In GBS, the most life-threatening complication is respiratory failure due to neuromuscular weakness of the diaphragm and intercostal muscles. Therefore, the immediate priority is to assess respiratory function using Forced Vital Capacity (FVC) or Negative Inspiratory Force (NIF).
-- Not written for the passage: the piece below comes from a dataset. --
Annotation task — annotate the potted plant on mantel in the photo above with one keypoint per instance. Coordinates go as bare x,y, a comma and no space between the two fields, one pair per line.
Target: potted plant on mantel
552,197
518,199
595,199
  • Option A: Steroids are not effective for GBS and are the treatment for acute MS relapses or spinal cord compression.
  • Option B: MRI Spine is used to rule out cord compression (UMN signs, sensory level, bladder issues), which is less likely given the areflexia and absence of sensory level.
  • Option C: Correct. Monitoring for respiratory failure is the ABC (Airway/Breathing) priority.
  • Option D: Pyridostigmine is the treatment for Myasthenia Gravis (fluctuating weakness, ocular signs), not GBS.
  • Option E: EMG confirms the diagnosis but is not the immediate management priority over assessing airway safety.

References

  1. Medical Council of Canada. MCCQE Part I Clinical Decision-Making and Multiple-Choice Question Objectives. Available at mcc.ca.
  2. Toronto Notes 2024. Neurology Chapter: Weakness and Neuromuscular Disorders. Toronto: Toronto Notes for Medical Students, Inc.
  3. Wijdicks EF, et al. Practice parameter: immunotherapy for Guillain-Barré syndrome. Neurology.
  4. Choosing Wisely Canada. Neurology and Family Medicine Recommendations. Available at choosingwiselycanada.org.
  5. Public Health Agency of Canada. Lyme Disease: For Health Professionals. Canada.ca.